Hypoxic EMT-6 tumour cells displayed a high level of inducible nitric oxide synthase (iNOS) and an increased radiosensitivity after a 16 h exposure to lipopolysaccharide, a known activator of nuclear factor-kappaB (NF-kappaB). Both iNOS activation and radioresponse were impaired by the NF-kappaB inhibitors phenylarsine oxide and lactacystin.
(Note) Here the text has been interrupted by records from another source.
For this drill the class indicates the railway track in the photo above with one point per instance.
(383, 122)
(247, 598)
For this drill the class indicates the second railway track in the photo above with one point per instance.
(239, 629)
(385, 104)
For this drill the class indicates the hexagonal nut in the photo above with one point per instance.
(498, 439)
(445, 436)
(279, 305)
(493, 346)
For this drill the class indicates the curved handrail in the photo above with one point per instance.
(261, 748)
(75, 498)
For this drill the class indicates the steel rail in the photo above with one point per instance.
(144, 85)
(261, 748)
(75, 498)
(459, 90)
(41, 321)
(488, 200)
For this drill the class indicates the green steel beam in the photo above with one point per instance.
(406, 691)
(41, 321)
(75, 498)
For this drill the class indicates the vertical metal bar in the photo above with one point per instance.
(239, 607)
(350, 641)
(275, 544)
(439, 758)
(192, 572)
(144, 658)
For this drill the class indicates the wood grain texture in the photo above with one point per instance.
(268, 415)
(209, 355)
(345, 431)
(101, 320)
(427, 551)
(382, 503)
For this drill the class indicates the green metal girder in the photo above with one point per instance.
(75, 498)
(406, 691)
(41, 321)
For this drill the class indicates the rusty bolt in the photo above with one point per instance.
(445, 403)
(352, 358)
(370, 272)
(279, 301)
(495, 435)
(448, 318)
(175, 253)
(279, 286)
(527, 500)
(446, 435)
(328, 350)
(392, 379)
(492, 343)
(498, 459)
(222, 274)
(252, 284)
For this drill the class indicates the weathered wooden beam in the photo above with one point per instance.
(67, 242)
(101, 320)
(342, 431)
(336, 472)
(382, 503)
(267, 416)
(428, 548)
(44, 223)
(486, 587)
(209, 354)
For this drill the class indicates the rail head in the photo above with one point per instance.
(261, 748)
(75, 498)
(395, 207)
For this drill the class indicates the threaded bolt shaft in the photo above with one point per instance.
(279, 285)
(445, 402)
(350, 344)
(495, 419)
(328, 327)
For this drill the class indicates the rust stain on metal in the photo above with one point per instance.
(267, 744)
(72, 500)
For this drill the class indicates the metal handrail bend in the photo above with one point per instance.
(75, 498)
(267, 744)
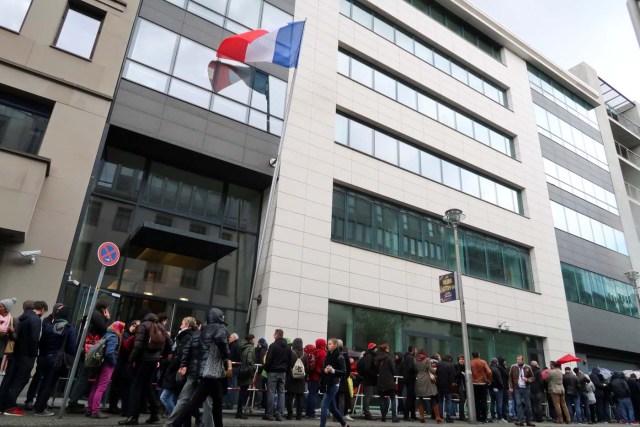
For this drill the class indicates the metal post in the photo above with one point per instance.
(85, 331)
(471, 403)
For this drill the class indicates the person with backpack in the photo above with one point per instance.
(112, 340)
(246, 372)
(58, 338)
(296, 379)
(150, 343)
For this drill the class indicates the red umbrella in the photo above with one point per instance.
(568, 358)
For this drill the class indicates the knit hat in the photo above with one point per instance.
(9, 303)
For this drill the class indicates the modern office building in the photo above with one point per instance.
(59, 66)
(400, 110)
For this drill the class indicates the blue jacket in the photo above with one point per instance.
(111, 347)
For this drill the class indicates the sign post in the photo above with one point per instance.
(108, 255)
(448, 287)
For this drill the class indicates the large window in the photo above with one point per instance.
(458, 26)
(371, 141)
(580, 187)
(23, 123)
(570, 138)
(371, 223)
(433, 56)
(79, 29)
(175, 65)
(595, 290)
(237, 16)
(542, 83)
(13, 13)
(580, 225)
(389, 85)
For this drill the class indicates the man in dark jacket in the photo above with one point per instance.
(145, 359)
(370, 375)
(276, 365)
(409, 373)
(25, 351)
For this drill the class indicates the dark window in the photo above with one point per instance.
(23, 123)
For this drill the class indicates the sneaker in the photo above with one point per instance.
(14, 412)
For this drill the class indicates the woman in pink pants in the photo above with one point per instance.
(111, 347)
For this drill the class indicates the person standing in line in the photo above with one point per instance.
(333, 369)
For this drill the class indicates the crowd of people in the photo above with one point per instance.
(196, 373)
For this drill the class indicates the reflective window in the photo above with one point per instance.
(390, 86)
(403, 39)
(363, 138)
(592, 289)
(583, 145)
(79, 30)
(578, 224)
(13, 13)
(23, 123)
(385, 228)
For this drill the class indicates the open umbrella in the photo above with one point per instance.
(568, 358)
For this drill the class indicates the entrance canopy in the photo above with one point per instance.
(172, 246)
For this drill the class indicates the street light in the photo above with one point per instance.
(453, 217)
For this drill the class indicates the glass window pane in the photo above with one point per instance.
(13, 13)
(409, 157)
(360, 137)
(154, 46)
(78, 33)
(450, 175)
(384, 84)
(430, 166)
(470, 183)
(386, 148)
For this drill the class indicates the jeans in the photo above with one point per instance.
(496, 403)
(311, 398)
(523, 395)
(573, 401)
(168, 399)
(625, 410)
(329, 405)
(275, 385)
(384, 403)
(15, 379)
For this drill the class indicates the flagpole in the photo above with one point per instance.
(274, 182)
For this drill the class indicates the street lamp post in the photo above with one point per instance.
(453, 217)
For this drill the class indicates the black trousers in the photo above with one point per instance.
(141, 389)
(15, 379)
(480, 392)
(206, 387)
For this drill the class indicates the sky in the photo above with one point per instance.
(598, 32)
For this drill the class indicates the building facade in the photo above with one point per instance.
(399, 111)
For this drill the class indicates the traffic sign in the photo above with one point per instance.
(108, 254)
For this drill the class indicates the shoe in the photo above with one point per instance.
(14, 412)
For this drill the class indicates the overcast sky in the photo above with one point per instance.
(598, 32)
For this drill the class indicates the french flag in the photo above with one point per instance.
(277, 46)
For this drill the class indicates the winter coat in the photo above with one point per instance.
(445, 376)
(140, 351)
(213, 342)
(247, 351)
(27, 334)
(278, 356)
(424, 386)
(296, 386)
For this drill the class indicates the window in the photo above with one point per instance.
(79, 29)
(13, 13)
(23, 123)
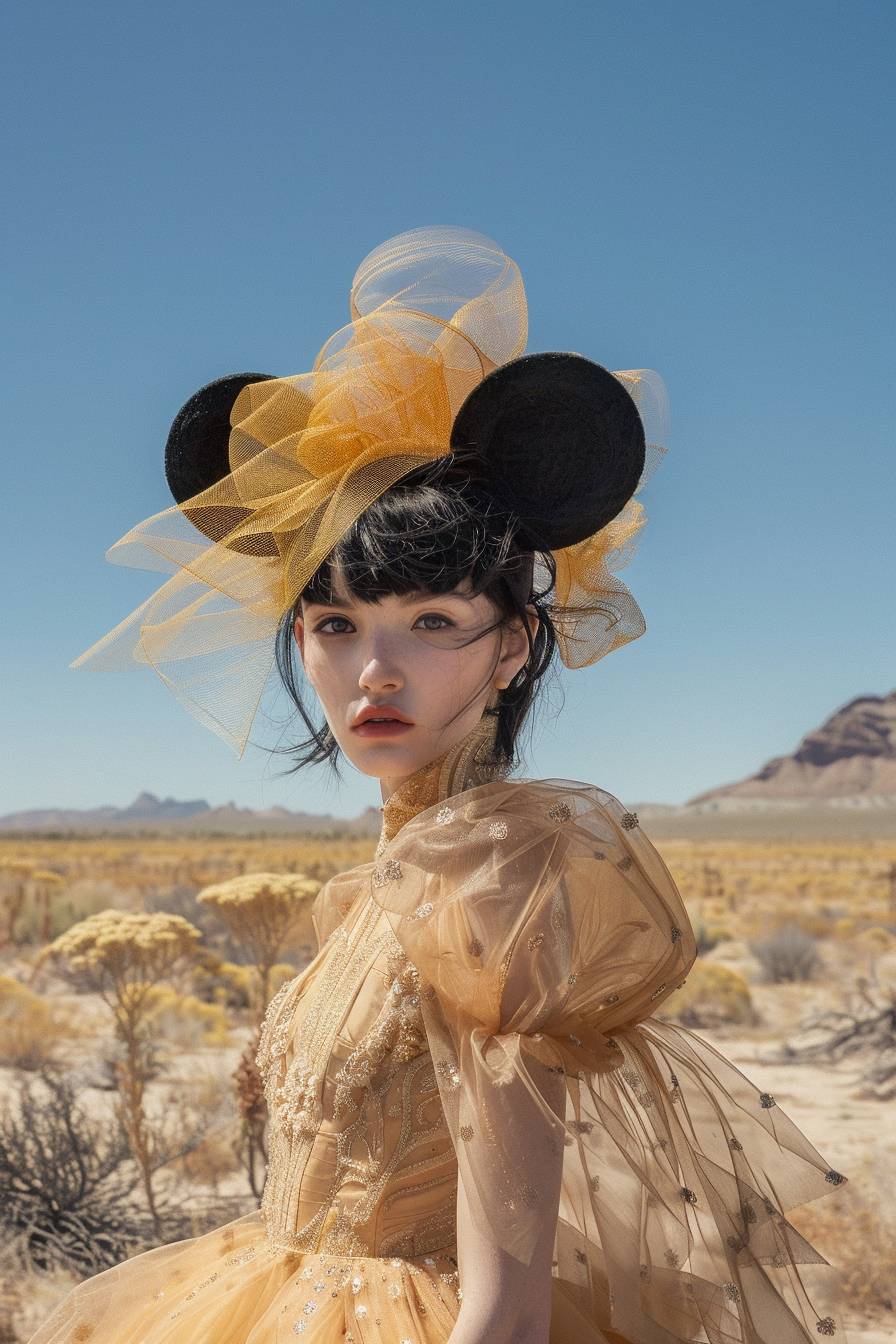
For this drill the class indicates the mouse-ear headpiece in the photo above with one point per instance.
(269, 472)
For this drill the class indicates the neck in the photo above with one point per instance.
(466, 764)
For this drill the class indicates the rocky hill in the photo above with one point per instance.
(151, 813)
(850, 756)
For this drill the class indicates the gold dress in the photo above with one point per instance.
(480, 1010)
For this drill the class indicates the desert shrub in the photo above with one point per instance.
(708, 934)
(186, 1020)
(87, 897)
(712, 993)
(66, 1179)
(214, 1160)
(787, 954)
(30, 1027)
(859, 1237)
(233, 984)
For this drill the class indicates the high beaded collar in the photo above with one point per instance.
(462, 766)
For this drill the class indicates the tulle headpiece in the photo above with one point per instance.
(269, 472)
Contrasting to other studies, our data show that inhibition of NF-kappaB may impair the radioresponse of tumour cells through downregulation of iNOS.

Figure 1

Effect of lactacystin and PAO on nuclear NF-κB expression and binding activity in hypoxic EMT-6 cells. (A) Cultures were exposed to 0.1 μg ml⁻¹LPS in 1% oxygen for 0–90 min and afterwards analysed for the binding activity of NF-κB in nuclear extracts by EMSA. (B) An analysis of the NF-κB composition was performed using anti-p65 and anti-p50 antibodies. The specificity of NF-κB binding was confirmed by inclusion of unlabelled (cold) NF-κB consensus and its mutant in the binding reactions. (C, D) The effect of a 3 h pretreatment with lactacystin (LC) and a 10 min pretreatment with PAO on the expression and binding activity of NF-κB was evaluated after a 60 min exposure to 0.1 μg ml⁻¹ LPS. The figure is representative of three independent experiments.

Figure 2

Effect of lactacystin and PAO on iNOS expression in hypoxic EMT-6 cells. (A) EMT-6 cultures were exposed to 0.001–0.1 μg ml⁻¹ LPS in 1% oxygen and afterwards analysed for the expression of iNOS by Western blotting. The last lane illustrates the iNOS induction by LPS in 21% oxygen. (B, C) iNOS expression after a 3 h pretreatment with lactacystin (LC) and a 10 min pretreatment with PAO followed by a 16 h exposure to 0.1 μg ml⁻¹ LPS in 1% oxygen. The figure is representative of four independent experiments.

Figure 3

Effect of lactacystin and PAO on nitrite production by EMT-6 cells. (A) EMT-6 cultures were exposed to 0.0001–0.1 μg ml⁻¹ LPS for 16 h in 1% oxygen and afterwards analysed for the accumulation of nitrite, with or without 3 mM aminoguanidine. (B) Nitrite production after a 3 h pretreatment with lactacystin (LC) and a 10 min pretreatment with PAO followed by exposure to 0.1 μg ml⁻¹ LPS in 1% oxygen.

Figure 4

Radioresponse of hypoxic EMT-6 cells after exposure to different concentrations of LPS only (A) and pretreated with NF-κB inhibitors followed by LPS treatment (B). (A) Cells were exposed for 16 h to LPS at 0.001 μg ml⁻¹ (▪), 0.01 μg ml⁻¹ (▴) and 0.1 μg ml⁻¹ (•) in 1% oxygen prior to radiation. The survival curve for nontreated cells (○) and treated with 0.1 μg ml⁻¹ LPS in 21% oxygen (▾) are plotted for reference. (B) Cells were pretreated for 3 h with 40 μM lactacystin (□) for 10 min with 4 mM PAO (▵) or not pretreated (•) prior to exposure to 0.1 μg ml⁻¹ LPS in 1% oxygen. The survival curve for cells treated with 0.1 μg ml⁻¹ LPS and 3 mM aminoguanidine is plotted for reference (⧫).